İSRAİL ATEŞKESE SADIK KALACAK MI?

Mısır’ın başkentinde yoğun diplomasi trafiği yaşanıyor. Günlerdir süren müzakereler, bir umut ışığı gibi bölgenin üzerine doğmaya çalışıyor. Masada ABD Başkanı Trump’ın planı, sahada ise kan, gözyaşı ve tarifsiz acılar var.

Türkiye’yi temsilen MİT Başkanı İbrahim Kalın’ın da bu görüşmelere katılması, Ankara’nın barış için üstlendiği kritik rolü gözler önüne seriyor. Ancak en büyük soru işareti hala ortada duruyor: İsrail gerçekten ateşkese sadık kalacak mı?

Bugüne kadar defalarca ateşkes imzalandı, defalarca masaya oturuldu. Ne var ki, İsrail’in çoğu zaman kendi imzaladığı mutabakatlara uymadığına, anlaşmaları fırsatçı bir şekilde kullandığına defalarca şahit olduk.

Ateşkesler, çoğu kez sadece askeri hazırlık için nefes alma molası gibi değerlendirildi. Masada diplomasi diliyle verilen sözler, sahada bombaların gürültüsüne kurban edildi. Bu yüzden, bugün “İsrail ateşkese sadık kalır mı?” sorusu, ne yazık ki hala cevabı belirsiz bir soru olarak karşımızda duruyor.

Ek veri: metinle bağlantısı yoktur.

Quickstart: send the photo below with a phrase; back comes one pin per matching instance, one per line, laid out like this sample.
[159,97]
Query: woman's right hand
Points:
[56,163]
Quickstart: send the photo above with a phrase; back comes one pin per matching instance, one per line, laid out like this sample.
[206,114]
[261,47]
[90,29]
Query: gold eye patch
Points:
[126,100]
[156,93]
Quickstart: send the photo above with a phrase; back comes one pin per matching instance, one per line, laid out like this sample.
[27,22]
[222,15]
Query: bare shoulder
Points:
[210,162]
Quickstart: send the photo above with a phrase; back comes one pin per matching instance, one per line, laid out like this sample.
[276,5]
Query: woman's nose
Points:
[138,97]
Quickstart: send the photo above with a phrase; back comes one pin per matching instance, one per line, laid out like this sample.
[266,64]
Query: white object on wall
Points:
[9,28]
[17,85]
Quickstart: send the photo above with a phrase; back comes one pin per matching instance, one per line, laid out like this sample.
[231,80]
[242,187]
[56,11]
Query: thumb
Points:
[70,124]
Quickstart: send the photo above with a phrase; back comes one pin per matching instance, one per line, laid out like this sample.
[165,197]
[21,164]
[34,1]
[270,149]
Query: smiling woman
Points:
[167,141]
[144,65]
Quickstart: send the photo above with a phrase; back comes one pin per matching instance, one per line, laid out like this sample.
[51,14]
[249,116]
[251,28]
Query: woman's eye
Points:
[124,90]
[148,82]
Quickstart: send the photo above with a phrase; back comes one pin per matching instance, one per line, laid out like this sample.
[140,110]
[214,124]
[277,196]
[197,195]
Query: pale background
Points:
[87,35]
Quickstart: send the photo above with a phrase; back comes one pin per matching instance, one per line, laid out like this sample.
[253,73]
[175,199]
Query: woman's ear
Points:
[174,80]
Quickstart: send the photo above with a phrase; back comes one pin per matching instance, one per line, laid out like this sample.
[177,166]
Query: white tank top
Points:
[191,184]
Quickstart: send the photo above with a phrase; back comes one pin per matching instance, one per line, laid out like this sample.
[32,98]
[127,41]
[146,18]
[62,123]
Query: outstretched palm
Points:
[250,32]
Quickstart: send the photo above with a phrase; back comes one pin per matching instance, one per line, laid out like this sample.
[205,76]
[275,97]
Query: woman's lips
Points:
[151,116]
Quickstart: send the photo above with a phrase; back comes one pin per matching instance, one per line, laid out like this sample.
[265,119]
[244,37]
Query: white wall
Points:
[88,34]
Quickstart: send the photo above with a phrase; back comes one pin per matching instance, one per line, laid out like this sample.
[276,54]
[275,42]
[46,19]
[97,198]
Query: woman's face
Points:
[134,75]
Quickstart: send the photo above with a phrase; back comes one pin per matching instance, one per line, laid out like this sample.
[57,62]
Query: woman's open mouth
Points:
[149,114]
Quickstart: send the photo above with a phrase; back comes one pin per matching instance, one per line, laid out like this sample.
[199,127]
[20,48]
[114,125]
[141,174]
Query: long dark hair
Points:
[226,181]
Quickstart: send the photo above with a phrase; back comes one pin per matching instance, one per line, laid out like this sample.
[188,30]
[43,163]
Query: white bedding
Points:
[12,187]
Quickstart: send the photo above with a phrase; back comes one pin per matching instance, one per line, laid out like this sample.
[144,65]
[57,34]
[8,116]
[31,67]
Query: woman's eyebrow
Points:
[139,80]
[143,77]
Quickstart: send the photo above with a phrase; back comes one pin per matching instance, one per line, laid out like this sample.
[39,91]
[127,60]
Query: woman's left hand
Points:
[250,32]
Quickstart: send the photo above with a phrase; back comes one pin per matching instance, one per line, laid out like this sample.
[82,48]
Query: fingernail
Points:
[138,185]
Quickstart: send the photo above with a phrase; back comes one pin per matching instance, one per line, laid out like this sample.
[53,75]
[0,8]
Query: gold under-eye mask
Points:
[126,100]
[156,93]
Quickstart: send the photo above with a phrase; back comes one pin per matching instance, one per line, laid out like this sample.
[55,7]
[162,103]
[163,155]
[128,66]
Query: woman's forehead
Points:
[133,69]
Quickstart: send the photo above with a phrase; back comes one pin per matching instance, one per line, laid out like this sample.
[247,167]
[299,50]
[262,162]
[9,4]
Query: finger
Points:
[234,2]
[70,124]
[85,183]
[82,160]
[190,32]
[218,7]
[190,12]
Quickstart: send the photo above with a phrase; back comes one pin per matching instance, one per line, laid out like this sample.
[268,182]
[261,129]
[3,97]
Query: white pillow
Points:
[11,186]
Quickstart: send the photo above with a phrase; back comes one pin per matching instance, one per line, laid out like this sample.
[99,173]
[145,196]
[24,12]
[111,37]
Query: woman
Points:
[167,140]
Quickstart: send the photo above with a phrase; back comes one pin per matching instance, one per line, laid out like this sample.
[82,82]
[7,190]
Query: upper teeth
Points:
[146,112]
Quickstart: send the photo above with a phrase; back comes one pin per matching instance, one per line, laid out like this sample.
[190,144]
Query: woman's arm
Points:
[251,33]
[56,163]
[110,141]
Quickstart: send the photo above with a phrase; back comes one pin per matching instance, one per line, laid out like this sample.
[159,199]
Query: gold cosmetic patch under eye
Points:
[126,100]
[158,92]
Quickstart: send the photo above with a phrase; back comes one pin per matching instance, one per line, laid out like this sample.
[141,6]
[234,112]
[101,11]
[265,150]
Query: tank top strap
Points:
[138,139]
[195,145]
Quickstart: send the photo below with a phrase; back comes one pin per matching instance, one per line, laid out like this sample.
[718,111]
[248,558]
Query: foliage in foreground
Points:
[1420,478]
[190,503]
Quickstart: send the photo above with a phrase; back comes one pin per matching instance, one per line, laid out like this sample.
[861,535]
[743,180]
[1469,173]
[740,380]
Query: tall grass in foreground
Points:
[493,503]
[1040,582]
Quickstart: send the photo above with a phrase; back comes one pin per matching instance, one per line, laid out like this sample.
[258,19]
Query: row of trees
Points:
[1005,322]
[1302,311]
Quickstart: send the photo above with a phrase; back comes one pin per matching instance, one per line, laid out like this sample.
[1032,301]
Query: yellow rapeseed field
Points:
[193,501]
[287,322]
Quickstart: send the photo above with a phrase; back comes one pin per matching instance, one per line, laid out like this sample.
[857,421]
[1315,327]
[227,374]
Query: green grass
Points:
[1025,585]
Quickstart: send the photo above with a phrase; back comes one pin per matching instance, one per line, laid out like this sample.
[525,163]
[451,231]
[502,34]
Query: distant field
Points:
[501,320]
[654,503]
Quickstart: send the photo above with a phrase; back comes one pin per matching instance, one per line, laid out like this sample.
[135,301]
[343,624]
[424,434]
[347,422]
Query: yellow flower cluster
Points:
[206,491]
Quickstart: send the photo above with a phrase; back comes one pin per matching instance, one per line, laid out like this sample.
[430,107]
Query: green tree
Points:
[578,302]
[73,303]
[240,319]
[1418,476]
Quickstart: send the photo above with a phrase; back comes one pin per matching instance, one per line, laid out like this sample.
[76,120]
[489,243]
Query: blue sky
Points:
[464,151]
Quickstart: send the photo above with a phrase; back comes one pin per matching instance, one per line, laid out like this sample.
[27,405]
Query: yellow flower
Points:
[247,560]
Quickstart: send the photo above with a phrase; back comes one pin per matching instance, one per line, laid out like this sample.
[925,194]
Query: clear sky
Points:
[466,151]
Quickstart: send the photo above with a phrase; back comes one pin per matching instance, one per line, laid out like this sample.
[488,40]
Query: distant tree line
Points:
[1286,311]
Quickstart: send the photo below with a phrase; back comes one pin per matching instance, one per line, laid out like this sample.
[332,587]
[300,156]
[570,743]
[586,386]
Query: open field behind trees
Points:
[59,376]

İsrail’in güven vermeyen sicili ortadayken, ateşkesin kağıt üzerinde kalmaması için güçlü bir garantörlük mekanizmasına ihtiyaç var. Bugün bu rolün en çok ABD Başkanı Trump’ın omuzlarında olduğu görülüyor. Çünkü masada onun planı konuşuluyor, onun inisiyatifi belirleyici oluyor.

Eğer Washington gerçekten barıştan yana ise, İsrail’in attığı her adıma kefil olmalı, ihlaller karşısında da açık bir tavır sergilemelidir. Aksi halde imzalanan ateşkes, sahadaki ilk patlamayla yok olup gider.

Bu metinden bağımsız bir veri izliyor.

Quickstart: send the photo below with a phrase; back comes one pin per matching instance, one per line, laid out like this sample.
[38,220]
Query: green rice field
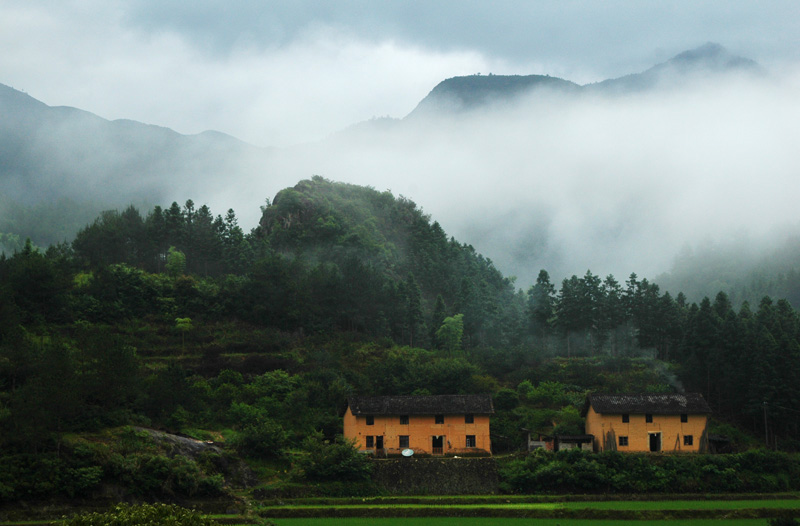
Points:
[478,521]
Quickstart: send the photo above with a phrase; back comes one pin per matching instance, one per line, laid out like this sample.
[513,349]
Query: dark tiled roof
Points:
[658,404]
[421,405]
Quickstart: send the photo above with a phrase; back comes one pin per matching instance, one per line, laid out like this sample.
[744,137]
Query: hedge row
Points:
[758,471]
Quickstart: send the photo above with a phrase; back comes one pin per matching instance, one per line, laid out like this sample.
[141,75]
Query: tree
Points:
[450,333]
[541,303]
[437,318]
[413,318]
[184,325]
[176,262]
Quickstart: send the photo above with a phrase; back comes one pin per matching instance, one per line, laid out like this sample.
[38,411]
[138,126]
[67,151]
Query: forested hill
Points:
[383,267]
[180,320]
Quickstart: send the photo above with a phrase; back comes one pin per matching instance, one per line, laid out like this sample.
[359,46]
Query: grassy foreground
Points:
[478,521]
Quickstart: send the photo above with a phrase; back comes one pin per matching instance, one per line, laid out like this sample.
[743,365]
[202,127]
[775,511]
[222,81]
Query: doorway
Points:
[437,445]
[655,442]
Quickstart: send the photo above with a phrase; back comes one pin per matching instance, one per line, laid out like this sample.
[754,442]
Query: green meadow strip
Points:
[467,521]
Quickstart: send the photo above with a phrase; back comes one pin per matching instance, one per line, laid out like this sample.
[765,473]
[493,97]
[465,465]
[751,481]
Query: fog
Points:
[611,184]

Gerçek barış, sadece sözle değil, bağımsız bir denetim ve güçlü bir garantörlükle mümkün olabilir.

Barış görüşmelerinin arkasında büyük güçlerin stratejik hesapları var. Trump’ın planı, Washington’ın kendi çıkarlarını önceleyen yaklaşımıyla şekilleniyor. Ama unutulmaması gereken gerçek şu: Ne planlar ne hesaplar, dökülen kanın, yetim kalan çocukların, yıkılan şehirlerin acısını silemez.

Diplomasinin puslu odalarında yapılan hesaplara karşı, sokakta tek bir ihtiyaç var: Barış. Gerçek, kalıcı ve onurlu barış. Ankara, her şeye rağmen barıştan yana tavrını sürdürüyor.

Türkiye, zalimi eleştirirken mazlumun yanında duruyor; işgali reddederken müzakereyi önemsiyor. Çünkü biliyoruz ki, bu coğrafyada yeni bir savaş, sadece Filistin’i değil tüm bölgeyi ateşe atar.

Bugün İsrail’in yapması gereken çok açık. Masada imza attığı ateşkesi, sahada ihlal etmemek. Barışa sadakat göstermek, sadece diplomatik bir sorumluluk değil, insanlığa karşı bir borçtur.

Biz barışı savunmaya devam edeceğiz. Çünkü savaşın kazananı yok. Ama barışın kaybedeni de yok.

Ve unutmayalım: Barış, ertelenemez bir hak, geciktirilemez bir zorunluluktur.